On the eve of the reported settlement of the Flash cookie litigation by Quantcast and Clearspring, Covington alum Kashmir Hill reports at Forbes about an online practice that could be the next “Flash cookie” among privacy advocates: web history sniffing.
Like other online privacy litigation litigation that we’ve seen this year, the Midstream plaintiffs’ case relies on state consumer protection statutes and the Computer Fraud and Abuse Act, or CFAA — which existed long before both history sniffing and video streaming. Even with the creative license that comes from extending these laws to the Internet, it’s not at all clear that the plaintiffs will be able to succeed.
The gist of the CFAA claim is that Midstream violated federal law by “exceeding the scope of [its] authorization” to access users’ computers. But the plaintiffs may have an uphill climb on this claim because the CFAA generally requires plaintiffs to prove at least $5,000 in damages as a result of the defendant’s actions.

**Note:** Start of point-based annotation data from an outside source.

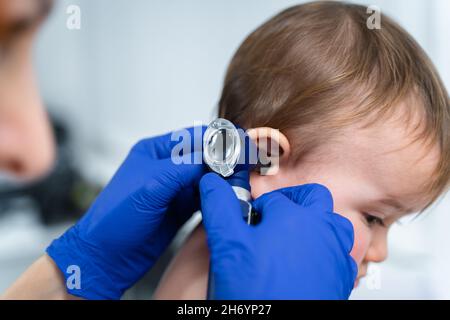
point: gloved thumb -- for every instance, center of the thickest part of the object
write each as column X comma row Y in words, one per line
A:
column 221, row 211
column 313, row 196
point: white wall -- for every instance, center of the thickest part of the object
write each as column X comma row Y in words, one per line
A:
column 138, row 68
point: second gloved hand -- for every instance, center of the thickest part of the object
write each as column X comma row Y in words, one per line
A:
column 300, row 250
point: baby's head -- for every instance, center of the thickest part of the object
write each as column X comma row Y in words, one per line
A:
column 360, row 111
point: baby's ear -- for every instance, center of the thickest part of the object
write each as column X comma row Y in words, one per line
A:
column 273, row 148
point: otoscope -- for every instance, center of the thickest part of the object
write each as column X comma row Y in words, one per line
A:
column 229, row 151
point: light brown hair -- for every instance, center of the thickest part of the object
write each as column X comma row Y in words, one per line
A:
column 301, row 70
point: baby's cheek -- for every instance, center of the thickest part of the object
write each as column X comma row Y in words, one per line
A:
column 361, row 242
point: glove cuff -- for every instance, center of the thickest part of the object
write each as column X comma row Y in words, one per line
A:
column 82, row 277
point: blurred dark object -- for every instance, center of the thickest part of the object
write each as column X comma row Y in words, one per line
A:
column 63, row 195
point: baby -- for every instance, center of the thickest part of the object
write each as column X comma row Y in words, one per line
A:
column 360, row 111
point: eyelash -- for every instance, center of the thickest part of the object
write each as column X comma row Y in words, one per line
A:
column 372, row 220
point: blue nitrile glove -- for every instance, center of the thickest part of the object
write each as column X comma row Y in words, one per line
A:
column 133, row 220
column 300, row 250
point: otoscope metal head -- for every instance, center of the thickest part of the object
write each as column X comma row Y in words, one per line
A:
column 230, row 152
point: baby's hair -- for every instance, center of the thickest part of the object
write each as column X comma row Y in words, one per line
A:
column 315, row 68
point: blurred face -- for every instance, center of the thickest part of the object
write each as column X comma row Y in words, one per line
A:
column 376, row 175
column 26, row 143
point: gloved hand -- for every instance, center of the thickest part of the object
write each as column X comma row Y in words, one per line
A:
column 134, row 218
column 300, row 250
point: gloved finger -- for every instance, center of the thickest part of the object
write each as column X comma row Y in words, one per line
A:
column 272, row 204
column 221, row 211
column 314, row 196
column 173, row 144
column 172, row 180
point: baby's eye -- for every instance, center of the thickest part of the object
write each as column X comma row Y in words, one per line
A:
column 373, row 220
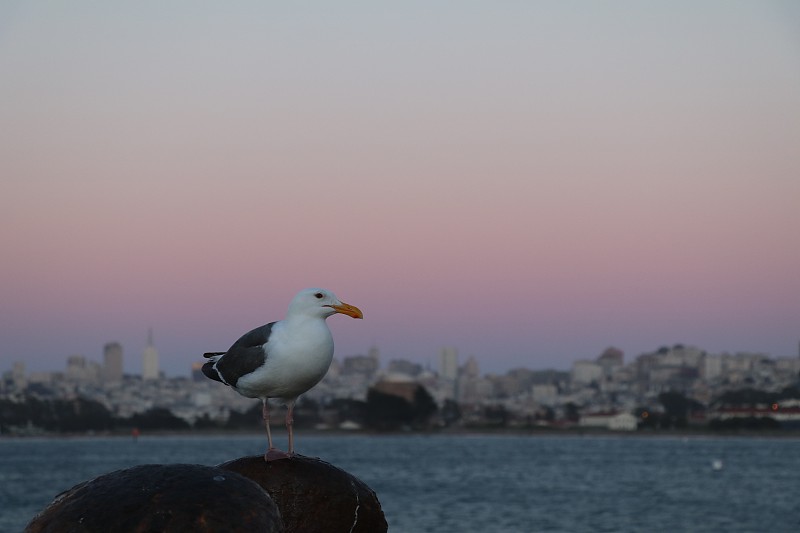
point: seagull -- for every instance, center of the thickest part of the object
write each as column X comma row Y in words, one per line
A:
column 282, row 359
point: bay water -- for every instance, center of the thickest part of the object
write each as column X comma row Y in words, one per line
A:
column 475, row 483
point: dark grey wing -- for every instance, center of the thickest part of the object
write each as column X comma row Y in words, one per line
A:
column 246, row 354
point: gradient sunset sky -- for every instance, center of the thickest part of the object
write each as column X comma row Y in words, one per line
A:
column 529, row 182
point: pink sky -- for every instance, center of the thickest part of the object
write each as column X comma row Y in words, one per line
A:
column 527, row 183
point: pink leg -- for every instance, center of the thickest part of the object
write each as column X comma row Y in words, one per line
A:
column 272, row 452
column 289, row 424
column 265, row 415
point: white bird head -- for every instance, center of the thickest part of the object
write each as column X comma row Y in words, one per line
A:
column 321, row 303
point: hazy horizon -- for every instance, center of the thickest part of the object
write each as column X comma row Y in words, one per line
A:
column 527, row 182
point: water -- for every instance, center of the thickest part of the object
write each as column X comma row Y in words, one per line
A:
column 476, row 483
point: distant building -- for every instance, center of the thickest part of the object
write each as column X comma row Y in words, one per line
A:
column 150, row 359
column 365, row 365
column 112, row 362
column 586, row 372
column 404, row 366
column 197, row 372
column 448, row 363
column 448, row 373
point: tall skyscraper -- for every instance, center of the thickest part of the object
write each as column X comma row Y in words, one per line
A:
column 448, row 372
column 112, row 362
column 448, row 363
column 150, row 359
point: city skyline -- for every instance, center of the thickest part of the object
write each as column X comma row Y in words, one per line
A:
column 447, row 361
column 530, row 183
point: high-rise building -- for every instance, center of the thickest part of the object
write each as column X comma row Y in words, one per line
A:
column 150, row 359
column 448, row 372
column 112, row 362
column 448, row 363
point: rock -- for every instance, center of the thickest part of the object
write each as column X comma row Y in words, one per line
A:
column 314, row 496
column 161, row 498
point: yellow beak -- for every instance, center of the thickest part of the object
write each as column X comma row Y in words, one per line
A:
column 349, row 310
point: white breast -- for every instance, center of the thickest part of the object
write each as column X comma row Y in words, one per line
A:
column 299, row 354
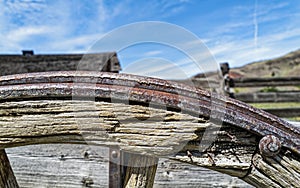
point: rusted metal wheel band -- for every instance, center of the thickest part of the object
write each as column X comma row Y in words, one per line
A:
column 126, row 87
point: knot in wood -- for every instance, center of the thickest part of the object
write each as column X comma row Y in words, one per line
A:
column 269, row 145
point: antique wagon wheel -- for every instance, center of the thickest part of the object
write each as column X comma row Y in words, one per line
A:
column 55, row 107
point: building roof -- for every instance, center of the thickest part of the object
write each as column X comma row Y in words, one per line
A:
column 15, row 64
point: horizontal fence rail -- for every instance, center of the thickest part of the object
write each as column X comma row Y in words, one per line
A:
column 267, row 82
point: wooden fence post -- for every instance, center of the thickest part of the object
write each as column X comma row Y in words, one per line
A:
column 128, row 170
column 7, row 177
column 140, row 170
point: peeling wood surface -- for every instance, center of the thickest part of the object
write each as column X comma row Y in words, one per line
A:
column 149, row 123
column 40, row 166
column 111, row 124
column 7, row 177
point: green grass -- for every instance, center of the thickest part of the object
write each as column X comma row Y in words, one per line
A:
column 276, row 105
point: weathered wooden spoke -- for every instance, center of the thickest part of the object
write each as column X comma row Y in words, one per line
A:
column 150, row 117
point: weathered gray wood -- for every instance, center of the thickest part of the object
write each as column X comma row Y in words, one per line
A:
column 37, row 166
column 140, row 171
column 133, row 128
column 7, row 177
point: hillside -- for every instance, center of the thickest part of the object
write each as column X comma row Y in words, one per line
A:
column 287, row 65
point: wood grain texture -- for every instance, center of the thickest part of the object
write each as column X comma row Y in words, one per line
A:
column 143, row 130
column 41, row 166
column 7, row 177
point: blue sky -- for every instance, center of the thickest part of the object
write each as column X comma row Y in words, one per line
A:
column 238, row 32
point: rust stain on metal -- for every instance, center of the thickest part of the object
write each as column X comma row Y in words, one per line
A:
column 81, row 84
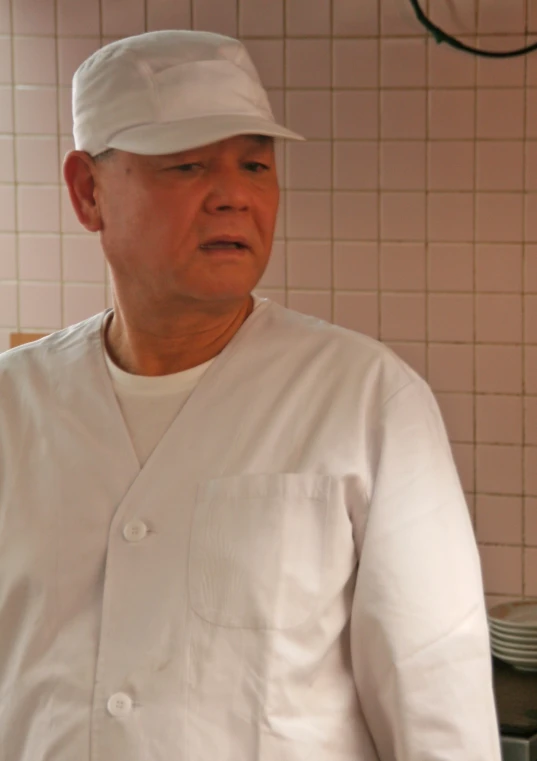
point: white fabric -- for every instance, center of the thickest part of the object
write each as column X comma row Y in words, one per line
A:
column 150, row 403
column 169, row 91
column 291, row 576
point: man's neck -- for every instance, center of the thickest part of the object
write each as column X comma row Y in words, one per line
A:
column 162, row 352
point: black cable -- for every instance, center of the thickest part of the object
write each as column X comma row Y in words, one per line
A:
column 441, row 36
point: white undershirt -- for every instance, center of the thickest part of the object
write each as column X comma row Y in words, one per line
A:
column 150, row 403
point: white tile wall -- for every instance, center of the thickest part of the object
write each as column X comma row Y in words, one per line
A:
column 410, row 214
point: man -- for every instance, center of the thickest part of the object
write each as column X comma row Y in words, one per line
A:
column 227, row 530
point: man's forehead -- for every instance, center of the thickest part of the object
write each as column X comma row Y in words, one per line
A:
column 243, row 141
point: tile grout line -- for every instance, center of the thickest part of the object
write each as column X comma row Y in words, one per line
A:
column 14, row 164
column 332, row 171
column 523, row 312
column 379, row 174
column 60, row 173
column 475, row 519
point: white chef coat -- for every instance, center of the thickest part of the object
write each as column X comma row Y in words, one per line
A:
column 291, row 575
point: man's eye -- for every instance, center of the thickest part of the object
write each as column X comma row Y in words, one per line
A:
column 256, row 166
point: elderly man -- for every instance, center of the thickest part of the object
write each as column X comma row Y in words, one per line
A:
column 227, row 530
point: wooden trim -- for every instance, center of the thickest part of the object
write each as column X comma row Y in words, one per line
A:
column 17, row 339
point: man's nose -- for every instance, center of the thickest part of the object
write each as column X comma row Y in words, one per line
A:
column 229, row 191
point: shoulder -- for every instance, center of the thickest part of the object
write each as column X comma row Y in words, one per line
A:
column 346, row 355
column 48, row 356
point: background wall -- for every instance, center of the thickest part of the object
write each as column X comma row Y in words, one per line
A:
column 410, row 215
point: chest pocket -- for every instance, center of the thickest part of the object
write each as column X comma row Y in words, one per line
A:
column 257, row 549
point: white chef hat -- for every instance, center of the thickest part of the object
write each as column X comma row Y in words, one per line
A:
column 169, row 91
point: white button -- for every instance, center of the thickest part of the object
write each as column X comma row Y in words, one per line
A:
column 134, row 531
column 119, row 704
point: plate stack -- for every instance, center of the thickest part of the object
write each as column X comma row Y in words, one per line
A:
column 513, row 633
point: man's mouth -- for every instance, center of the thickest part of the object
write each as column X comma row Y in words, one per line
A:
column 225, row 243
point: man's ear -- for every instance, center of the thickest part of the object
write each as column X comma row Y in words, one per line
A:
column 79, row 175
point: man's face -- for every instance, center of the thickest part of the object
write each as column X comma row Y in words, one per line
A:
column 163, row 215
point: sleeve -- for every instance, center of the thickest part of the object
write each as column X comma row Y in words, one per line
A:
column 419, row 633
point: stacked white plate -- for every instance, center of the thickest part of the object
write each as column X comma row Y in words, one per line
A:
column 513, row 633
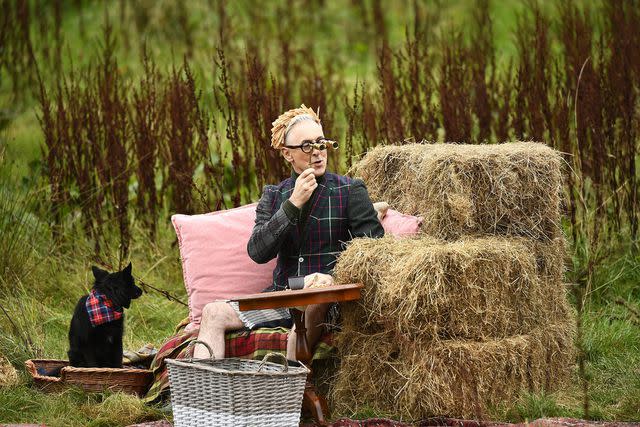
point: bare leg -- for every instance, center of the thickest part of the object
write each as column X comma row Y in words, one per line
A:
column 314, row 317
column 217, row 318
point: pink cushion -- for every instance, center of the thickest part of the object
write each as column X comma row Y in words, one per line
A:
column 215, row 263
column 400, row 225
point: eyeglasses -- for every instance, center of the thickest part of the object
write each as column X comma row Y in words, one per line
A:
column 320, row 143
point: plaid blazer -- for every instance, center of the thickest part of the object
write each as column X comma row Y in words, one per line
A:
column 316, row 247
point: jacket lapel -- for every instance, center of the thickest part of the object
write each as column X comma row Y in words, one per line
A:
column 315, row 209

While courts and regulators have agreed on their importance of protecting individual privacy, courts have been reluctant to find that disclosure of private information about an individual, by itself, has an economic cost.
As the trend toward privacy regulation increases in the United States, this means that companies that operate websites will need to spend more time assessing what information various parts of their website collect and how they should best communicate that information to users.